|
|
|
 |
| |
|
|
| |
| APPLICATION
INTRODUCTION (Turbulent Combustion DNS)
From a theoretical perspective, DNS (Direct Numerical Simulation)
is the most satisfactory approach to turbulence simulation. The
equations governing turbulence are solved without recourse to explicit
modeling at any scale of motion [2]. Unfortunately, for a simulation
to resolve the finest scales of motion, both in time and space,
the grid spacing and time step become so small, that resonably scaled
geometries in actual flow conditions, contains both an untractable
number of grid nodes, and too little time observation. Moreover,
turbulent combustion DNS aggravate the computational load, adding
the complexity of multple reactions. This is why, even the most
dearing DNS tasks address some small, and industrially irrelevant
reacting flows. In this perspective, DNS of entire turbine engines,
or other combustion devices appears far away.
Nevertheless, the importance of DNS lies in the results produced
even on small geometries, which can be used effectively to build
models. In order to speed up the computations the recurse to parallel
computing is an obvious step.
Note that parallelism is used, as in any CFD code, to distribute
the grid-nodes to more than one processor, hence dividing the physical
domain in areas, each of which is simulated on a different machine.
Obvioulsy, every computing node exchanges information at the physical
boudaries grid points. |
| |
| THE
PARALLEL COMPUTING PROJECT (from [3])
The Combustion Research Facility (CRF)
at Sandia National Labs (SNL)
developed over the years serial versions of 2D and 3D Compressible
Flow DNS codes. Such codes are effectively used in basic turbulent
combustion research. Researchers from Pittsburgh Supercomputing
Center (PSC) worked
on developing the parallel versions of the two codes. This project,
on which plenty of details are available, offers a unique opportunity
to observe parallel computation solving many speedup problems in
turbulent combustion DNS serial codes.
The main parallelization task involved the following steps:
- Restructuring and clean up. The serial
codes are restructured and cleaned up to be ready for easier parallelization.

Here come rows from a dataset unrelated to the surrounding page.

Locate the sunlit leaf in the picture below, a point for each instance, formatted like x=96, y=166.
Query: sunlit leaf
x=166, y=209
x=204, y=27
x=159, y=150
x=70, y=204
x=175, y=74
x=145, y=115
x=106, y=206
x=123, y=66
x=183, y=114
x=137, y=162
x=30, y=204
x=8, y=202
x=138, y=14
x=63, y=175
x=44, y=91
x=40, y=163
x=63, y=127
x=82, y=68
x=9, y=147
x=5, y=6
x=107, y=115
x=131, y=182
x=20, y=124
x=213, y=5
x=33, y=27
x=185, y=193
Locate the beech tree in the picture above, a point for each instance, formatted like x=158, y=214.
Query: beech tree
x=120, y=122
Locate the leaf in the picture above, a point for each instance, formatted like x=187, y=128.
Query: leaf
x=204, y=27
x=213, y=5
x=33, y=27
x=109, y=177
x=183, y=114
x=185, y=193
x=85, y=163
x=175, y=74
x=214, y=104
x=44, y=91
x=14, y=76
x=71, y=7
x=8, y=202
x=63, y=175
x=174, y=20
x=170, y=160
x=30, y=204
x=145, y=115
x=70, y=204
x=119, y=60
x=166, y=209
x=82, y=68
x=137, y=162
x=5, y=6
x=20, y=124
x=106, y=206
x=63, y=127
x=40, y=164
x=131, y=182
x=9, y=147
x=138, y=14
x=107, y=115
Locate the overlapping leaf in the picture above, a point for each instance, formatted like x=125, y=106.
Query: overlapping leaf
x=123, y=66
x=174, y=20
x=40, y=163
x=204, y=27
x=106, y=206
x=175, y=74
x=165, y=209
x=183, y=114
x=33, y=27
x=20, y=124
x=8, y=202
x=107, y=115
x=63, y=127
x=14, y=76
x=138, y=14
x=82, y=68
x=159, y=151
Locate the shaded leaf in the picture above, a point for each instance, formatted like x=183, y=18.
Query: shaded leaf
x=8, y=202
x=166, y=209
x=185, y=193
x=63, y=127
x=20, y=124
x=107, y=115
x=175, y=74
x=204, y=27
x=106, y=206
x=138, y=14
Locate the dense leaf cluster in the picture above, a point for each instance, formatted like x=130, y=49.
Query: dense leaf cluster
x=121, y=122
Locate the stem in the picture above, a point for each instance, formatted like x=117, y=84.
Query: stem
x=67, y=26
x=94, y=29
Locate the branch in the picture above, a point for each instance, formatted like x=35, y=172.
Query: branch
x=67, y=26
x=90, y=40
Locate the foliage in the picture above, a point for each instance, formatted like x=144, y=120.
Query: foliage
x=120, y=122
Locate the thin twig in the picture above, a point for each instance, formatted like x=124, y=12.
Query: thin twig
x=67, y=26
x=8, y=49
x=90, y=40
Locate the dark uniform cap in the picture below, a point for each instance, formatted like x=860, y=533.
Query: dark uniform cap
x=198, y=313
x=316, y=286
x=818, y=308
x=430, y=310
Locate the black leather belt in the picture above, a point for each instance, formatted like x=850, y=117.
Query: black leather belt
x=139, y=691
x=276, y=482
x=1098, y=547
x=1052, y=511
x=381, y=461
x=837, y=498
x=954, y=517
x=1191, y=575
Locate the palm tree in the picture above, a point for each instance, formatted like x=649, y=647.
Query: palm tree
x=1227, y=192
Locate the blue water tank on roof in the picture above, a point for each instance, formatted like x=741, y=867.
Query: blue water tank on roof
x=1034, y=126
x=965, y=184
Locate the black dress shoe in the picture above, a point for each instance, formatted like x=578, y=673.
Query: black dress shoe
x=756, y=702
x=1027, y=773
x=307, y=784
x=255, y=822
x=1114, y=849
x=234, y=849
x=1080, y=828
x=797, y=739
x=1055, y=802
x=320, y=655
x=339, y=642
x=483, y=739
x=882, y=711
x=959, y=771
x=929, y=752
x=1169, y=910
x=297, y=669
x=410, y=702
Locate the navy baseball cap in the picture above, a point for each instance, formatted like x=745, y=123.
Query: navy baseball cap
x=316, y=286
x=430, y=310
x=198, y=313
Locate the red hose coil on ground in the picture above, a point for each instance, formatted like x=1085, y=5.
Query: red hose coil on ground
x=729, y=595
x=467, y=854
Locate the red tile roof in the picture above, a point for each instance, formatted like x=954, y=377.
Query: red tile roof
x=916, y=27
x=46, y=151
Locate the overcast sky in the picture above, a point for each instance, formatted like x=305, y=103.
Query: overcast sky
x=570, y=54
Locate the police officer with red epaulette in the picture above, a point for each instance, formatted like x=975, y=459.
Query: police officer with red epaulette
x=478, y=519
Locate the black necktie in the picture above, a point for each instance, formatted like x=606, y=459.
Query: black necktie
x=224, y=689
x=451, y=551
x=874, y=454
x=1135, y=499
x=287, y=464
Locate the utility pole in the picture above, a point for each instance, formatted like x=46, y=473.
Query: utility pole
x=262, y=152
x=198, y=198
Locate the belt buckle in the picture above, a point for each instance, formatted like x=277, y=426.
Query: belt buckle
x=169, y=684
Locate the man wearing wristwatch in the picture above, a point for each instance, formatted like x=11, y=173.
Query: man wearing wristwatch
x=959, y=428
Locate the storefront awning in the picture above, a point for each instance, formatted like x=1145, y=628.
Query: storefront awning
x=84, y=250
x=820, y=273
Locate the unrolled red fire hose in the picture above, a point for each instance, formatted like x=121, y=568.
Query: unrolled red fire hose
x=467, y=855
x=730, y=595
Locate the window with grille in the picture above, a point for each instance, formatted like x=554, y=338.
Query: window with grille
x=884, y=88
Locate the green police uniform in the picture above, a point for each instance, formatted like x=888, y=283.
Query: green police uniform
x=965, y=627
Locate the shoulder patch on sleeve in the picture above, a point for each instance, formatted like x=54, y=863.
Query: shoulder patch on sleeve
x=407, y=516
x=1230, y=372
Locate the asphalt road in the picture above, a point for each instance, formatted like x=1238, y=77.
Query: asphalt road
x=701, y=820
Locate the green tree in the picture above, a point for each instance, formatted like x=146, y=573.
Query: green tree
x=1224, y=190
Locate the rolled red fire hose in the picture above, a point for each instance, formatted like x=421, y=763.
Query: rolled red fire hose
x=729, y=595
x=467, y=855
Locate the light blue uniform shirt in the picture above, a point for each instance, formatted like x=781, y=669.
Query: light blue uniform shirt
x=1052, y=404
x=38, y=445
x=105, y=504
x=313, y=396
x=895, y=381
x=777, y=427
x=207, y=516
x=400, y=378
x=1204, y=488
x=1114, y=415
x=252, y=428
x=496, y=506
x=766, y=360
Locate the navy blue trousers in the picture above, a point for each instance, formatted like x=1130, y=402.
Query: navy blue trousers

In particular, great care is spent in designing correct input/output
routines, and in avoiding machine dependance in the constructs.
- Domain decomposition. As in any other
CFD parallel code, the domain that is being simulated (in DNS
usually a square, 2D, or a cube, 3D) is decomposed over a cartesian
grid of processors. Each processor (or PE, processing element)
is responsible of a subset of the whole grid points, and performs
repetitive operations on this subset.
- Interdomain exchange. Ghost cells
data-types along the boundary are setup to achieve exchange. Hence,
intercommunication between the nodes is necessary to exchange
values of such ghost cells.
- Message passing. Routines to achieve
intercommunication are added to the code. MPI is used as language
of choice, in order to achieve high portability of the code, which
was one of the developers' goals.
|
| |
| TARGETED
PLATFORMS
The targeted platforms are:
- Cray T3E-900
- SGI Origin 2000
- IBM-SP2
The Cray T3E platform (jaromir) was targeted because of its availability
at PSC, while SGI
Origin 2000 (bert) is the platform available to CRF research personnel
at SNL. Finally
IBM-SP2 platform resides at PNNL
(Pacific Northwest National Laboratory) [3]. Below a brief description
of the Cray T3E-900 platform, for which the most detailed information
was found.
The Cray T3E-900 at PSC (taken from [4]
and [5])
The Cray T3E is a scalable shared-memory multiprocessor system
based on the DEC Alpha 21164 family microprocessor. Here below we
specify the main characteristics of the machine at PSC.
- It has 512 high-performance PE, each containing a CPU, memory,
and a communication engine.
- The T3E's topology is that of a three-dimensional torus.
- Peak performance is 461 Gflop/s.
- CPU: digital Alpha 64-bit microprocessors, each running at 450
MHz (liquid cooled). The 450 Mhz PE's have a theoretical peak
speed of 900 Mflop/s each.
- Each processor runs a CHORUS-based microkernel.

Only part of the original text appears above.